= Board of Control for Lunacy and Mental Deficiency =

UK mental health body (1913–1946)

The Board of Control for Lunacy and Mental Deficiency was a body overseeing the treatment of the mentally ill and those with learning disabilities in England and Wales. It was created by the Mental Deficiency Act 1913 to replace the Commissioners in Lunacy, under the Home Office however it was independent in that it reported to the Lord Chancellor who had responsibility for investigating breaches of care and integrity. The board was transferred to the Ministry of Health by the Ministry of Health Act 1919, and reorganised in 1930.

The board consisted of a chairman, two senior medical commissioners, one senior legal commissioner, six commissioners including lawyers and doctors, six inspectors and administrative staff. By law, at least one of these had to be a woman. The commissioners of the board travelled around England and Wales ensuring that those detained under mental health legislation were legally in custody, their care was appropriate, and moneys and other properties owned by patients were not being misused or stolen.
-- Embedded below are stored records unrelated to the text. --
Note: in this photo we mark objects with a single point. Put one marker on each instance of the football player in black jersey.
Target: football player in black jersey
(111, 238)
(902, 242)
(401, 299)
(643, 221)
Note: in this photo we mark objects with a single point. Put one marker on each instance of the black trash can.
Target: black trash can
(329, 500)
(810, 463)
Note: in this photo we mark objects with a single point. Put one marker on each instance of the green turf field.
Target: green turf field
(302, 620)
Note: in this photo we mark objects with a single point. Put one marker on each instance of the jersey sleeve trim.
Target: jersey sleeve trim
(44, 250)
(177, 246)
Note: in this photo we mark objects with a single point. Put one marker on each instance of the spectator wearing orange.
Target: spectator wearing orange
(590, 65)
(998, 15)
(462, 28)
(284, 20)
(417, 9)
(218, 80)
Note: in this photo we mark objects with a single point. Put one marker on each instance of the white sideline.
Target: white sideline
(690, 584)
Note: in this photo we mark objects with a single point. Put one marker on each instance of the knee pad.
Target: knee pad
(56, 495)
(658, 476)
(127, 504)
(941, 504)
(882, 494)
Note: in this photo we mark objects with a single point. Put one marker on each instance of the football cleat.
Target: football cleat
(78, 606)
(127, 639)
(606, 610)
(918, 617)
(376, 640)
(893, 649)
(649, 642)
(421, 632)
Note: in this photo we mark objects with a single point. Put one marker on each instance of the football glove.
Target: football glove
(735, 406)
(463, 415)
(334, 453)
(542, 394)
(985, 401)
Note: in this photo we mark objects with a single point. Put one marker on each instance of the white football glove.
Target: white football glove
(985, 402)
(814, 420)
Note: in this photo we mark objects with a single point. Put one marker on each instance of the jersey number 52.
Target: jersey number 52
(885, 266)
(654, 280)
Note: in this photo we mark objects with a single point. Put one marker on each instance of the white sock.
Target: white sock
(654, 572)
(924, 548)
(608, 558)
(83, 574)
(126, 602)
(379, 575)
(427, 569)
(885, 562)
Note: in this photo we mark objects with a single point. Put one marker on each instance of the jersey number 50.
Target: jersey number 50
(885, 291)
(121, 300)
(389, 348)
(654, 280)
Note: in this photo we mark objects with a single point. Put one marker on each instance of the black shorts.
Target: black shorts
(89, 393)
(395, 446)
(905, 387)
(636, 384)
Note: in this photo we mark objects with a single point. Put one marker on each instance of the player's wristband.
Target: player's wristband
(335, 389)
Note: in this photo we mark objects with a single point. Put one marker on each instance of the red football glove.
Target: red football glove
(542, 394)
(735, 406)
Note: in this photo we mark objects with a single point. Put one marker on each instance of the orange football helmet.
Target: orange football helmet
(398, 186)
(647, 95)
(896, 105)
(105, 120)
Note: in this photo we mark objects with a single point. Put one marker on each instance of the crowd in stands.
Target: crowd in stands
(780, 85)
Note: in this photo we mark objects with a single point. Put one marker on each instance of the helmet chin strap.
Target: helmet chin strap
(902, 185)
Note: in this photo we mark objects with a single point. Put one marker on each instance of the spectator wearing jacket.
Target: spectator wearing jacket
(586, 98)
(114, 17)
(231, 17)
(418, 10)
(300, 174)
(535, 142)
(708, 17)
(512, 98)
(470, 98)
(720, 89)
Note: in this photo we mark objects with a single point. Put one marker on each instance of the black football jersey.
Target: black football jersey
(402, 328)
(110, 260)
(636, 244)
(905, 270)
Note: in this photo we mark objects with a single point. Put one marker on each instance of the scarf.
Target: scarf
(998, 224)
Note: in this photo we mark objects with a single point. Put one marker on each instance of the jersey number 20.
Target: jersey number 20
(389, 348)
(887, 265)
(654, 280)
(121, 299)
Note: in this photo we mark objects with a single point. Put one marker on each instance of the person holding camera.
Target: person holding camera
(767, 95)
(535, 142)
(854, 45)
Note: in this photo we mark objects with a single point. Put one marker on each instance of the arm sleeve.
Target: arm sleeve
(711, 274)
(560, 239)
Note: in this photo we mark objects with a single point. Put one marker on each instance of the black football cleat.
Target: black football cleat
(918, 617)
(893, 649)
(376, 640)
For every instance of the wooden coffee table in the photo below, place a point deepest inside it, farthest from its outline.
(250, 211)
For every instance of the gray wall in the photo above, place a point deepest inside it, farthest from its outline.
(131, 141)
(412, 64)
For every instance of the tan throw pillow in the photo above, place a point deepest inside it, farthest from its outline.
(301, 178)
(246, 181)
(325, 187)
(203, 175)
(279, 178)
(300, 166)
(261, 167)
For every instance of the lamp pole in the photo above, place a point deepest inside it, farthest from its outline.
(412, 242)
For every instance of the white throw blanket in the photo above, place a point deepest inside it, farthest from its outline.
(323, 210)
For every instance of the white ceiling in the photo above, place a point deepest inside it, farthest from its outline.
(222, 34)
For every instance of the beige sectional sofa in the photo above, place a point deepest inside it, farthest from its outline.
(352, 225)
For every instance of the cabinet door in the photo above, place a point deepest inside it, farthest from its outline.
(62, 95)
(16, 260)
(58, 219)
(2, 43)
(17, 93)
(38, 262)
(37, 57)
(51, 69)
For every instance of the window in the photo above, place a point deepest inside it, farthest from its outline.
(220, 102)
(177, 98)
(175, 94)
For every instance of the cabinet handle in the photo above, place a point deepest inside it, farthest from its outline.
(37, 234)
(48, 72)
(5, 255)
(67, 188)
The board was based in Northumberland Avenue, London, until 1939 when it was moved to Hobart House, Grosvenor Place.

Its functions were transferred to the Minister of Health by the National Health Service Act 1946

== Members==
Announcements of members were carried in the major national newspapers, including The Times.

- On inception of the board in 1913, the chairman was Sir William Byrne with Arthur Rotherham and Mary Dendy joining the ex officio members of the previous Lunacy Commissioners; C.H. Bond, Marriott Cooke, S. Coupland, B. T. Hodgson, S. J. F. MacLeod, F. Needham L. L. Shadwell, A. H. Trevor
- In 1916, due to Sir William Byrne moving on, Marriott Cooke became acting chairman, and Robert Welsh Braithwaite was appointed to the board.
- In 1921, Dr Ruth Darwin was appointed to the board.
- In 1926 due to Robert Welsh Braithwaite's retirement, Robert Cunyngham Brown was appointed a commissioner.
- In 1928, due to the retirement of the chairman, Sir Frederick Willis, Laurence George Brock was appointed chairman.
- In 1929, Dr Bedford Pierce was appointed a commissioner.

From the start of 1931, the board was reconstituted, with a chairman and four other members. L.G. Brock continued as chairman, with S. J. Fraser MacLeod, C. Hubert Bond, Arthur Rotherham, Ellen Pinsent.

- William Rees-Thomas was appointed to the board in 1931.
- In 1931, Dr Isabel Wilson was appointed as a commissioner, holding the position until 1948. From 1949 to 1960 she was a Senior Commissioner, after which the board was abolished and her position was changed to the Principal Medical Officer, Ministry of Health.